Houston, I agree with you on. They probably won’t be any better to watch this year either, unless they turn the keys over to Beverly and Terrence Jones and say “Have it back by 1, don’t crash it too hard.” $8 million/year for Trevor Ariza baffles me. That smacks of the classic Panic Signing, where you think you have to have something to show for your failed efforts.
Miles: I’ll have to look at next year’s Mavs with new eyes, even though Parsons’ immaculately mussed hair will be a part of the team. I guess, to play word association, when I hear “Mavs” I say, “season-ticket holder who sits on the sideline with the pink clappy hands.”
Is there literally any precedent for Houston’s wholly bizarre offseason? The team made one smart move after another, but eventually the smart moves were so complicated that they ended up twisting in on themselves and became, well not dumb moves, but not great ones either. Their team is not as good as it was when they exited the playoffs. I don’t recall ever seeing anything like this.
PR: I guess one of the risks of going all in is that you’ll get burned if plans fall through. And plans inevitably always fall through, so the important thing to be flexible rather than have the best plan. Houston is good at planning things, but it would be rad had they chilled a bit after whiffing on Bosh. Who do you see having a better 2014, Mavs or Rockets?
Miles: Tyson Chandler moved worlds as of so doggone recently that I have to believe he is still capable of doing the same. Plus, is Ivan Johnson going to be a thing for Dallas? With the Zhejiang Chouzhou Golden Bulls last year, dude averaged 26 points in 32.8 minutes a game. I mean, shoot, Sebastian Telfair had the same scoring average over three more minutes a game in the same league last year, and that dude got an NBA contract.

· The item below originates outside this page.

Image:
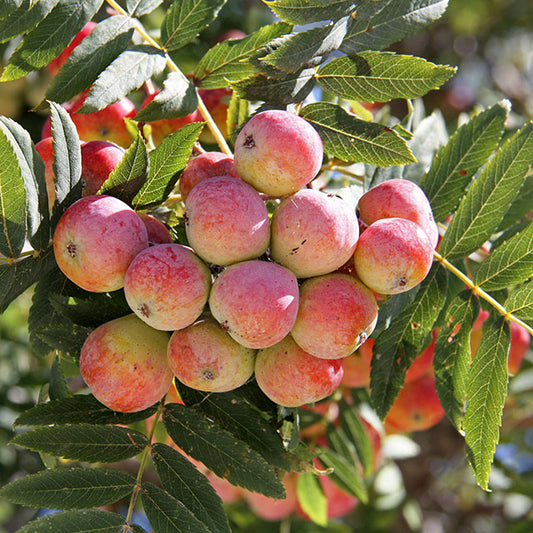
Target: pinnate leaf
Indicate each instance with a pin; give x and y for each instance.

Also, the Harden-Howard alliance is clearly a time bomb with beeping LCD read-out, and no MacGyver in sight. Whom do you feel is superior?
PR: I feel Mavs, I like them more and I want them to succeed, but I think Rockets. Dwight will be another year healthier, and if they can guarantee competent point guard play, I think they still have a lot of firepower. I’d love to see Donatas get a larger role, if only because it will make them more fun. I still associate him with this old joke about how you pronounce his name (Do-not-draft-us Motiejunas) and he deserves better.
Miles: Oh my goodness does D-Mo deserve better. What other team in the NBA would marginalize a 23-year-old stretch-five?
Allow this fact to softly detonate in your mind: signed days before Terrence Jones in the summer of 2012, Motiejunas is the longest-tenured Rocket.